The RFCC has a capacity of roughly 218,000 b/d and is the refinery's main gasoline-producing unit. It appears to have come back online after scheduled test runs in mid-February. The unit had been offline since December, chief executive David Bird said last month.
The refinery's naphtha hydrotreater, isomerisation unit and catalytic reformer — which Dangote refers to as the "motor spirit block" — were running in early February but had not yet reached full capacity following January maintenance, an industry source told Argus in mid-February.
Dangote was listed in fixtures as having booked what freight brokers described as a 37,000t gasoline cargo loading from the French port of Lavera on 10-12 March for delivery to the US, west Africa or southern Africa. But the cargo is actually carrying naphtha and "catgas" for Dangote, the source said. Catgas — also known as FCC gasoline or cracked naphtha — is an RFCC product that often requires further blending to meet gasoline specifications.
Dangote has, meanwhile, raised gasoline asking prices since mid-February, according to local fuel brokers. Flat prices were given at 875 naira/litre on Monday, up by 14pc from around N750/l on 17 February. Benchmark non-oxy gasoline values rose by 12pc over the same period to $728.75/t.
Despite the price rise and the near-complete return of RFCC capacity, three European gasoline cargoes have recently loaded for west Africa, according to one European gasoline analyst.

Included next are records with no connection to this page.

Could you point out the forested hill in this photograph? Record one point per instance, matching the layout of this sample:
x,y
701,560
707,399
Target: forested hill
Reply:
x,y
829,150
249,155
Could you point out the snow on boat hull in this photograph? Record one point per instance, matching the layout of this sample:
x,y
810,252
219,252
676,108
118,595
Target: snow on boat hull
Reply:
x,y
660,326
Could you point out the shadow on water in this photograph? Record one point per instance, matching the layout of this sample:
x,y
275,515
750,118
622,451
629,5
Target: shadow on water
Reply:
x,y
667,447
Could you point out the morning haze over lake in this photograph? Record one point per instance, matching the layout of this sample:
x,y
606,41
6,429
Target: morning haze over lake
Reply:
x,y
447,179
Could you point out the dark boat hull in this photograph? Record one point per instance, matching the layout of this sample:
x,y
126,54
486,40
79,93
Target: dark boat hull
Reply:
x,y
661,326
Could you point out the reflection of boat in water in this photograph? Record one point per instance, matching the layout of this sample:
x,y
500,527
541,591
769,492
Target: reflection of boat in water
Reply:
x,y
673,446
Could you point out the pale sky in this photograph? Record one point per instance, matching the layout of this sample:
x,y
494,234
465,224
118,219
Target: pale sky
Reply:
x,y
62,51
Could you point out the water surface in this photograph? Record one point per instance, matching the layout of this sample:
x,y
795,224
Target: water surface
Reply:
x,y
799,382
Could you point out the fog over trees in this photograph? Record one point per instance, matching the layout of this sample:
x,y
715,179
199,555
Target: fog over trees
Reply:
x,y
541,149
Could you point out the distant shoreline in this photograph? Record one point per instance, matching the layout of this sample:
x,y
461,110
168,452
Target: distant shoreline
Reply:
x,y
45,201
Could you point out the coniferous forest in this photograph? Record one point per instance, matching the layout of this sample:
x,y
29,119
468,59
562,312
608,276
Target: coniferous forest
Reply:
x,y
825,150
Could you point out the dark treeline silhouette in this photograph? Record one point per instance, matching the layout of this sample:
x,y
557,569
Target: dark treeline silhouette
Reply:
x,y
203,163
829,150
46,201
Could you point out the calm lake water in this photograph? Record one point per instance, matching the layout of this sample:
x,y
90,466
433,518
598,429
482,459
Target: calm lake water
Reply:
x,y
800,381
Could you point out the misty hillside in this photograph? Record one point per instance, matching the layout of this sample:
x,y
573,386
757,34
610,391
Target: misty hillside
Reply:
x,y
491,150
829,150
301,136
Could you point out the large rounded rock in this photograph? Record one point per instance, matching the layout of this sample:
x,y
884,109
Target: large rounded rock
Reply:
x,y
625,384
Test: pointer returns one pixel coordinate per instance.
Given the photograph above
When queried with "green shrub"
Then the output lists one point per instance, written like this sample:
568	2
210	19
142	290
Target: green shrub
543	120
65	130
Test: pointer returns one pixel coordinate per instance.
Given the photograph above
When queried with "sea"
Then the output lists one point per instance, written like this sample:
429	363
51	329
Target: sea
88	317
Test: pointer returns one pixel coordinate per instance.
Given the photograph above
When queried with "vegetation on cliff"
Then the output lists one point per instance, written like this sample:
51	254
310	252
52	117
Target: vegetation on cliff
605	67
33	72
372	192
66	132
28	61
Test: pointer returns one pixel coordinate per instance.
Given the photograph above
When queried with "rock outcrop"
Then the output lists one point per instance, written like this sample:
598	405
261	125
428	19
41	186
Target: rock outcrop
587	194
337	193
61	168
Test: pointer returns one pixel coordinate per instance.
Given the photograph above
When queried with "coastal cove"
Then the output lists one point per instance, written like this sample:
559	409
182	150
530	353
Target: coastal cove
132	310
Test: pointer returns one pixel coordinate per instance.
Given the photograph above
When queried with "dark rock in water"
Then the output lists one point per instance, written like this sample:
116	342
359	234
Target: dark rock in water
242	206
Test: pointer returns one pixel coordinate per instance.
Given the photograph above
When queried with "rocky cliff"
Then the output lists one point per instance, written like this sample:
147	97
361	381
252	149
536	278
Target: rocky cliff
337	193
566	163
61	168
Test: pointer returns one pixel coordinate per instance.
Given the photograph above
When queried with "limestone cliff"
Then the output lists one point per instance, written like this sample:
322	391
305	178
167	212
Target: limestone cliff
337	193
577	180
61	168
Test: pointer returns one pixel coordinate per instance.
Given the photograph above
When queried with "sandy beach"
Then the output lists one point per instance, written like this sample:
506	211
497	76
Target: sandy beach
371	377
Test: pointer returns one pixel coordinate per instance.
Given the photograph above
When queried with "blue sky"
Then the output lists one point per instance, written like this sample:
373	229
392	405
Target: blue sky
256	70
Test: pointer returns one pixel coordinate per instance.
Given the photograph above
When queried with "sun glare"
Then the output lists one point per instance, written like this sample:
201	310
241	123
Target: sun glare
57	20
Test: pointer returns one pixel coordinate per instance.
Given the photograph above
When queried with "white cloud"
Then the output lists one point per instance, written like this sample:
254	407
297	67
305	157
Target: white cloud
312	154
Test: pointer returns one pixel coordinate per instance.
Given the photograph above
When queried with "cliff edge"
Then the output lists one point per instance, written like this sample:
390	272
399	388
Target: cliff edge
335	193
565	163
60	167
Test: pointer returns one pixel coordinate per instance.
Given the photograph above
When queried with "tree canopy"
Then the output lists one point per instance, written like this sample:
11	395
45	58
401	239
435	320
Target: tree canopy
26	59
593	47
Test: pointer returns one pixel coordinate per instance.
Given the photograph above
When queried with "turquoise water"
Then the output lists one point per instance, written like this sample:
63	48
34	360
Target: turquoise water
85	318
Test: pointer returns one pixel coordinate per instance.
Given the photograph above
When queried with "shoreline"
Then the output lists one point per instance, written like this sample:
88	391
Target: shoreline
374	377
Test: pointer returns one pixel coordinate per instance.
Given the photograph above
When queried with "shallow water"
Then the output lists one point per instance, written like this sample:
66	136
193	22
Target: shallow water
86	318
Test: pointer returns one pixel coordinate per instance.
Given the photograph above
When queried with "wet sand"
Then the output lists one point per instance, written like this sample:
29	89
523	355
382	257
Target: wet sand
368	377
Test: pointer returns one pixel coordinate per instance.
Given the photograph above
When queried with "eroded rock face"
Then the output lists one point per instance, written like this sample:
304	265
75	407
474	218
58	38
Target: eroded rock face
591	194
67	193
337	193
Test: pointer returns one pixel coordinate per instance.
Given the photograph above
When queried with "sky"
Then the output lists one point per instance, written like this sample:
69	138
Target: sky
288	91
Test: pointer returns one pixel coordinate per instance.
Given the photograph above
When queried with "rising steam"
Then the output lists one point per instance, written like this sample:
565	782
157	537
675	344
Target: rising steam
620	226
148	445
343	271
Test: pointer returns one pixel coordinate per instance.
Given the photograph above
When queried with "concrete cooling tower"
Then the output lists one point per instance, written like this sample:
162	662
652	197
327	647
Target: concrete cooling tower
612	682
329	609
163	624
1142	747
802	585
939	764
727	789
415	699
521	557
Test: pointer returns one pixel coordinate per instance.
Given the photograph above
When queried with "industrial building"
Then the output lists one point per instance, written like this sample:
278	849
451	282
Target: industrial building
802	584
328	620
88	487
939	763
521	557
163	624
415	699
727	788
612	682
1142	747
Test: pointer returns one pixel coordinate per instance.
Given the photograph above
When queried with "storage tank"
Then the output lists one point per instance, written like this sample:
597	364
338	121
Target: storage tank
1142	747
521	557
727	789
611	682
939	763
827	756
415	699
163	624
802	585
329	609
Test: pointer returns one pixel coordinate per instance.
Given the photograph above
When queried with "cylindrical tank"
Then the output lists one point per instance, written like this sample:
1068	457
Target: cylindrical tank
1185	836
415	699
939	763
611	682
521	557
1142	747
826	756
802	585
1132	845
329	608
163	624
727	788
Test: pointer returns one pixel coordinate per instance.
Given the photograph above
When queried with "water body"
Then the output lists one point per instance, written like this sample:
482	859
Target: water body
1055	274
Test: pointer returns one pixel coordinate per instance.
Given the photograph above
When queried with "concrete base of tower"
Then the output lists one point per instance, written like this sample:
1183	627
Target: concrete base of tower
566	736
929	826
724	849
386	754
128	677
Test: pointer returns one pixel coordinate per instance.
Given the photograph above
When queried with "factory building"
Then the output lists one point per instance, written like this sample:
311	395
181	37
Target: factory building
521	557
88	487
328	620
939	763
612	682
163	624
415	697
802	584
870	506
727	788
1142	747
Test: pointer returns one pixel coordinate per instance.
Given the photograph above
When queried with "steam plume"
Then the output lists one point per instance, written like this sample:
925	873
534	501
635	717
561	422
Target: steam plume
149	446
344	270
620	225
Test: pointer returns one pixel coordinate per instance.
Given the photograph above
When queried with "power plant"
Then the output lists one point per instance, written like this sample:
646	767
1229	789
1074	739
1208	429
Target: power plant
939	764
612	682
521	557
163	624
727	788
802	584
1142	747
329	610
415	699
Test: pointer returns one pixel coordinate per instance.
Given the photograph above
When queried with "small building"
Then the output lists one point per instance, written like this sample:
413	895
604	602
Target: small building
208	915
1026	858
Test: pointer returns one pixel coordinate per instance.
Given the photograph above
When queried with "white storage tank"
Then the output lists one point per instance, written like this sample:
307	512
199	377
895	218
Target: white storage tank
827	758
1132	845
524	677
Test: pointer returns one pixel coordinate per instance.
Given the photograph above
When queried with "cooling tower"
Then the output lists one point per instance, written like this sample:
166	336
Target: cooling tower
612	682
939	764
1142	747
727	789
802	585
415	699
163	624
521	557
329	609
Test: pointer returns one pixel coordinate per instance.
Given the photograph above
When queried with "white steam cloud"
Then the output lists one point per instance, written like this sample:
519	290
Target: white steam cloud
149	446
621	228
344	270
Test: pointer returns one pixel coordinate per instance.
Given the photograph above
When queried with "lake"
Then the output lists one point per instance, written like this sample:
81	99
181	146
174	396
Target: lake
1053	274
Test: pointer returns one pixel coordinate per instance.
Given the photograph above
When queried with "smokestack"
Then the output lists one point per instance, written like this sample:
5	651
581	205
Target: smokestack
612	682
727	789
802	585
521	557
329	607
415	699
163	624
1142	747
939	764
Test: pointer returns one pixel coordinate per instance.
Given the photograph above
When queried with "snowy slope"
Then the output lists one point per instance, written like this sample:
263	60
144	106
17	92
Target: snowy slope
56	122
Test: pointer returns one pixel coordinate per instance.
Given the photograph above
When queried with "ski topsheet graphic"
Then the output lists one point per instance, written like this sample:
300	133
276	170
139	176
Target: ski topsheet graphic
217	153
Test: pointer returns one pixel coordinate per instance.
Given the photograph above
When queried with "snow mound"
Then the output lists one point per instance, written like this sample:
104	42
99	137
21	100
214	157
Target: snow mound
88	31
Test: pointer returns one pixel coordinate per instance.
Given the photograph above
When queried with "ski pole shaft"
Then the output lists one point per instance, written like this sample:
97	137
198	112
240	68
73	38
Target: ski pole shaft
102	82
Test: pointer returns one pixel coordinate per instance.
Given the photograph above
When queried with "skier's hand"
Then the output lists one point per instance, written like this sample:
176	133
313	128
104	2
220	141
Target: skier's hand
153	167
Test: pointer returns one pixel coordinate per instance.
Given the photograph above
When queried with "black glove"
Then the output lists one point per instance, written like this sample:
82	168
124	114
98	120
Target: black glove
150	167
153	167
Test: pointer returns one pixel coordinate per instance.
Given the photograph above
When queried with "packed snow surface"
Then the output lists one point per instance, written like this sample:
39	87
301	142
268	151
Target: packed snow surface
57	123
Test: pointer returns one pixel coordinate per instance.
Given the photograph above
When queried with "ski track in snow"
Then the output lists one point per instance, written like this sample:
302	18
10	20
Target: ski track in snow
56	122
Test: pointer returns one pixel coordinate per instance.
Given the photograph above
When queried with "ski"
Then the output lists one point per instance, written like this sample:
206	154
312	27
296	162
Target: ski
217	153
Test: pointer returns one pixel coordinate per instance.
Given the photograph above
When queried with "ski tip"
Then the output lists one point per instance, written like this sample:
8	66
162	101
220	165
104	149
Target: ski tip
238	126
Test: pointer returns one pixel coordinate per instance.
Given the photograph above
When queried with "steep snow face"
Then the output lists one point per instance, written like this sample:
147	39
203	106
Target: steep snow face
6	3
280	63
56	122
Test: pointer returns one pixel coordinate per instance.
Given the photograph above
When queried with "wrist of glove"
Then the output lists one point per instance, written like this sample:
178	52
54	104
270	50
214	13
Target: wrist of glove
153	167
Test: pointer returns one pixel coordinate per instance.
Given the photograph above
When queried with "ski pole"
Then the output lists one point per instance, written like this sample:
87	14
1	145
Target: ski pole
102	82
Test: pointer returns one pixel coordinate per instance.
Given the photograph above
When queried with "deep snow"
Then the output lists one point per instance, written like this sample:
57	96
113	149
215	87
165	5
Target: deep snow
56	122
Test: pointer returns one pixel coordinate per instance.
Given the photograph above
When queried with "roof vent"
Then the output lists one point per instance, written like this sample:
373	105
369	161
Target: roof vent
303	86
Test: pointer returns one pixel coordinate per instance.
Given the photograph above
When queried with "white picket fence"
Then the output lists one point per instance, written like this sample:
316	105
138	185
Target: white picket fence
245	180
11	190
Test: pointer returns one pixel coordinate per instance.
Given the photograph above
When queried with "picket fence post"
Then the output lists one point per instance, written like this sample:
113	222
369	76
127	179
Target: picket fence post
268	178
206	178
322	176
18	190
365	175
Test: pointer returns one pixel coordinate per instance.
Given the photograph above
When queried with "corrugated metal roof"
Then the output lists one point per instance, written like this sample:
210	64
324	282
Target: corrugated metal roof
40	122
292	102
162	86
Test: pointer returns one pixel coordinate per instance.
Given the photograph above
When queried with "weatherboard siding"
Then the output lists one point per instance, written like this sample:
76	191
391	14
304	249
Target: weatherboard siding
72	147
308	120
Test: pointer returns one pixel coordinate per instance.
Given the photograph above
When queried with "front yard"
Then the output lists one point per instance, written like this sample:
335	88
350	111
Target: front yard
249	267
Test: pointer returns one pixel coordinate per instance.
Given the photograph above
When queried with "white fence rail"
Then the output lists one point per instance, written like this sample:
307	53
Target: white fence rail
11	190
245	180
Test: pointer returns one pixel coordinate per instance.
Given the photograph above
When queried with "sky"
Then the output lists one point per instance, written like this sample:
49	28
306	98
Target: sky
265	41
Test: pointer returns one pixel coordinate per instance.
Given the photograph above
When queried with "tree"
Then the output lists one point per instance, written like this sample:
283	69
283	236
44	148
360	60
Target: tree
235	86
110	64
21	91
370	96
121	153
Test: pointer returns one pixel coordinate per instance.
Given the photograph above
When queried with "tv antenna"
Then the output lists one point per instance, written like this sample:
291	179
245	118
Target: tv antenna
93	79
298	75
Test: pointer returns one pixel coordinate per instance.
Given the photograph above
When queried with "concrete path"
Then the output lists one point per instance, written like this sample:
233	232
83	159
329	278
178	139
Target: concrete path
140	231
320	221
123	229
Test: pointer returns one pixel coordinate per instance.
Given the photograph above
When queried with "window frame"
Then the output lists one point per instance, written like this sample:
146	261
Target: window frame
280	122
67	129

Trading firm Vitol booked a 37,000t gasoline cargo on Monday loading fob Lavera for west Africa, according to a fixtures report seen by Argus, suggesting arbitrage economics remain attractive despite firmer Medium Range (MR) tanker rates. UK Continent–west Africa MR rates rose to $52.86/t (WS275) on 3 March from $39.40/t (WS205) just before the US-Iran conflict began, which raised concerns over prolonged delays to diesel and jet fuel shipments through the strait of Hormuz and shifted buyers' attention to US Gulf diesel supplies — Europe's main alternative.